Карли появляется в тот момент, когда в зал для церемонии проходят последние гости, и я вдруг понимаю, что все это время гадал, придет она или нет. Она подходит ко мне и чмокает в щеку. Я-то рассчитывал на что-то более серьезное, затянувшиеся объятия, может, даже слезы.
— Я очень сожалею, Джо, — говорит она. На ней блестящий черный брючный костюм и белая блузка, открывающая маленький треугольник бледной кожи и чуть выступающие ключицы.
— Спасибо, что пришла, — говорю я.
Я пытаюсь что-то еще сказать, но горло вдруг перехватывает, и ничего не выходит.
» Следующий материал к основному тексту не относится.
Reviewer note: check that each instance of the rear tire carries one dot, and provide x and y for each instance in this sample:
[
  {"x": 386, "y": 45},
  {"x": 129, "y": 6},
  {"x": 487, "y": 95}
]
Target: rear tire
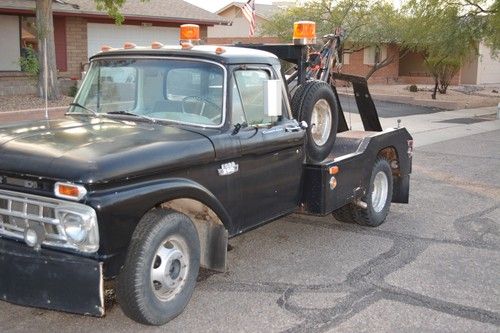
[
  {"x": 161, "y": 267},
  {"x": 315, "y": 103},
  {"x": 378, "y": 198}
]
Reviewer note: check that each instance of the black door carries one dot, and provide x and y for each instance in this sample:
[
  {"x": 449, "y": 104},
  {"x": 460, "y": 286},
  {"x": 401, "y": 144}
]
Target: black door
[{"x": 270, "y": 166}]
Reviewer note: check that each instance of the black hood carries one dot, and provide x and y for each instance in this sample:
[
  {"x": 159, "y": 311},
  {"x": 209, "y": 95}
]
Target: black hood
[{"x": 85, "y": 149}]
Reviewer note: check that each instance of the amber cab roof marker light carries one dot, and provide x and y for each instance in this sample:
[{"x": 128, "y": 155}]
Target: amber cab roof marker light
[
  {"x": 106, "y": 48},
  {"x": 129, "y": 45},
  {"x": 304, "y": 33},
  {"x": 186, "y": 45},
  {"x": 156, "y": 45},
  {"x": 220, "y": 50},
  {"x": 189, "y": 33}
]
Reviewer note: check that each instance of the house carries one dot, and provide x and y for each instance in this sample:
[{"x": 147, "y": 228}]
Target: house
[
  {"x": 237, "y": 31},
  {"x": 410, "y": 68},
  {"x": 80, "y": 30}
]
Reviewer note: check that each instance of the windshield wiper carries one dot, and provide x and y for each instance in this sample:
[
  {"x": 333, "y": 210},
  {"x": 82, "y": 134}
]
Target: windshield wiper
[
  {"x": 95, "y": 113},
  {"x": 125, "y": 113}
]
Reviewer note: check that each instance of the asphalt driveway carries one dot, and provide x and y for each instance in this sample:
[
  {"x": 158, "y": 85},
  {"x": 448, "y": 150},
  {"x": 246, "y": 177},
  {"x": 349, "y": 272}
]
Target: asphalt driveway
[{"x": 434, "y": 266}]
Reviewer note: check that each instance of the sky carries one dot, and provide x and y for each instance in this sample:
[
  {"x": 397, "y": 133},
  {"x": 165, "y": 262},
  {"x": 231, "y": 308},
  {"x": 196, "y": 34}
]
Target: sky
[{"x": 214, "y": 5}]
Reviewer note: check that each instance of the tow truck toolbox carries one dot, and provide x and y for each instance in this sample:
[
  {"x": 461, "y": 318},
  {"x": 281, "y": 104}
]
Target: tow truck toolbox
[{"x": 166, "y": 153}]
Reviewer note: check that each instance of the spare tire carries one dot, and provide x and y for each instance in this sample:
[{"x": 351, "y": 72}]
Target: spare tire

Карли сжимает мою руку, понимающе смотрит на меня и добавляет:
— Я сяду так, чтобы тебе было меня видно.
Я беззвучно киваю, и она проходит в церемониальный зал передо мной.
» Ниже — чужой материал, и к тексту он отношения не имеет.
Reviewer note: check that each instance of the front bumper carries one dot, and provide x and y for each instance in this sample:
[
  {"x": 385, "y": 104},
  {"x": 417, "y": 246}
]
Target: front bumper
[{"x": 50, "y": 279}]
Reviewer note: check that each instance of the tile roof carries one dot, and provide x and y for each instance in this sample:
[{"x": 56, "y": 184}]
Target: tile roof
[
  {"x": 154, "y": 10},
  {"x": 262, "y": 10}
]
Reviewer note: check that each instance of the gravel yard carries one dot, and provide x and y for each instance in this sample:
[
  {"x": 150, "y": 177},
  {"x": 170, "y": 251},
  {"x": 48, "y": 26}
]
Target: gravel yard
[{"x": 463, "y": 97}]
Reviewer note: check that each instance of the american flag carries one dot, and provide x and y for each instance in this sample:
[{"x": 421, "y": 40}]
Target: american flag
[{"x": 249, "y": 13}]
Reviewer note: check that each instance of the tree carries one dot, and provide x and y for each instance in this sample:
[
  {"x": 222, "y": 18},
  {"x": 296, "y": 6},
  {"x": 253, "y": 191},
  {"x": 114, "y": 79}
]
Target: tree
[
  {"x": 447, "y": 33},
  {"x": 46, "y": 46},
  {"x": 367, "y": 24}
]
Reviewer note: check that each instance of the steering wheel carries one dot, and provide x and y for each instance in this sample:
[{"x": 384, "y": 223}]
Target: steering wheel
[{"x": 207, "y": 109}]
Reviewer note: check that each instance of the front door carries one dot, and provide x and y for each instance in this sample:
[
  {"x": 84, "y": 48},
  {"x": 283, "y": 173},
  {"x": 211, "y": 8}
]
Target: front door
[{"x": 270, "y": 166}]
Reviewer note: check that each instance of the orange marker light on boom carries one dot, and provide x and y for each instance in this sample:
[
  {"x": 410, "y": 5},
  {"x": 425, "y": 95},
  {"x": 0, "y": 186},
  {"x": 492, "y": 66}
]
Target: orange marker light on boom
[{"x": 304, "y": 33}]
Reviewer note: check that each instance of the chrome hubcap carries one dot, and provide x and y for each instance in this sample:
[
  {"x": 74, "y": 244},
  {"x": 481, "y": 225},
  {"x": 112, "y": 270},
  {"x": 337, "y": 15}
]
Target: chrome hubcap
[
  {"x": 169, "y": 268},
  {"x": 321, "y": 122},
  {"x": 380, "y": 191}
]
Дальше все происходит как в тумане. Раввин читает на иврите какие-то псалмы, затем на подиум по очереди взбираются немолодые мужчины в линялых кугуарских куртках и произносят речи в память об Артуре Гофмане, грозя утопить нас в потоке баскетбольных метафор. Последним выступает Брэд. Разделив жизнь отца на четыре периода, он подробно разъясняет, что хорошего сделал отец в каждый из них. Мне страшно хочется вскочить и заорать, что это просто долбаная игра. Но когда он спускается с подиума, я вижу, что он выжат как лимон, по лицу текут слезы. Я знаю, что он любил отца, и в эту минуту страшно жалею Брэда. Хотя уже в следующую минуту я снова жалею только самого себя.
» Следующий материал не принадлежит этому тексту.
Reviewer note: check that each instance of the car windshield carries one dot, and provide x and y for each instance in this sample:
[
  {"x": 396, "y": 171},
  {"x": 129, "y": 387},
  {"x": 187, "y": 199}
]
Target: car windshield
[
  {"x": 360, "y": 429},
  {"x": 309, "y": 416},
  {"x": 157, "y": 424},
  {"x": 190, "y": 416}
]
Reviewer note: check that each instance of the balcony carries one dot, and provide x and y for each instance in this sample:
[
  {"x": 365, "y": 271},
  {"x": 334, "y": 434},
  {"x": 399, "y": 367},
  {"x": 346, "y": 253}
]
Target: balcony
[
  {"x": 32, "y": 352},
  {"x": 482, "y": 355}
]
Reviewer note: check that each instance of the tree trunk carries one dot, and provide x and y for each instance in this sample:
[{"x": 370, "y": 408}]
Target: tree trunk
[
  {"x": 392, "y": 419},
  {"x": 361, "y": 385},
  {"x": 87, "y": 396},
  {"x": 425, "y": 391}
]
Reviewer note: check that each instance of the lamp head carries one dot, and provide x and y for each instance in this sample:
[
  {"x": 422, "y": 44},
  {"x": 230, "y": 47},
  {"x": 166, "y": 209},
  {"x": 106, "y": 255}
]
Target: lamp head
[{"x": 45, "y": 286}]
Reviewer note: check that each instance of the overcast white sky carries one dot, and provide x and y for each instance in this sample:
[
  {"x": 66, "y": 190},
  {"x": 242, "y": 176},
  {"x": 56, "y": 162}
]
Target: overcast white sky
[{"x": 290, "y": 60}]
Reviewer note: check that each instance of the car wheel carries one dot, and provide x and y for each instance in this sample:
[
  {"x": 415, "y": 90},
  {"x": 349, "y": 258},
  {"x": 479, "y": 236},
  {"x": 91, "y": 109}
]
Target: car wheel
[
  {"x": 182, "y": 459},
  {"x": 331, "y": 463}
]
Всего несколько машин следуют за катафалком на кладбище, расположенное в другом конце города. Там мы с Брэдом, Джаредом и еще тремя мужчинами постарше в кугуарских куртках — приятелями отца — несем гроб к могиле, где высится гора земли и хорошо видны следы от гусениц экскаватора, накануне подготовившего яму. Мы ставим гроб на две доски, пересекающие могилу, и когда могильщики начинают опускать гроб, я вдруг осознаю, что стою возле маминого памятника. Я поворачиваю голову, чтобы прочесть на серой мраморной плите: Линда Гофман, 1945–1983, любимая жена, мать и дочь… И через мгновение уже стою на коленях, вожу пальцами по ложбинкам букв, складывающихся в ее имя, и безудержно рыдаю, пока у меня за спиной засыпают землей отцовский гроб, и тут что-то бьет меня по голове, холодное, скользкое и твердое; мелькает полированный мрамор могильного камня; возможно, я отключаюсь, точно не знаю, но меня совершенно точно несут, живого среди могил — как бы для разнообразия; и последняя моя мысль — о том, что я никогда не думал о ней как о его жене, а это несправедливо, потому что и он чего-то лишился, и, может быть, его потеря даже больше моей.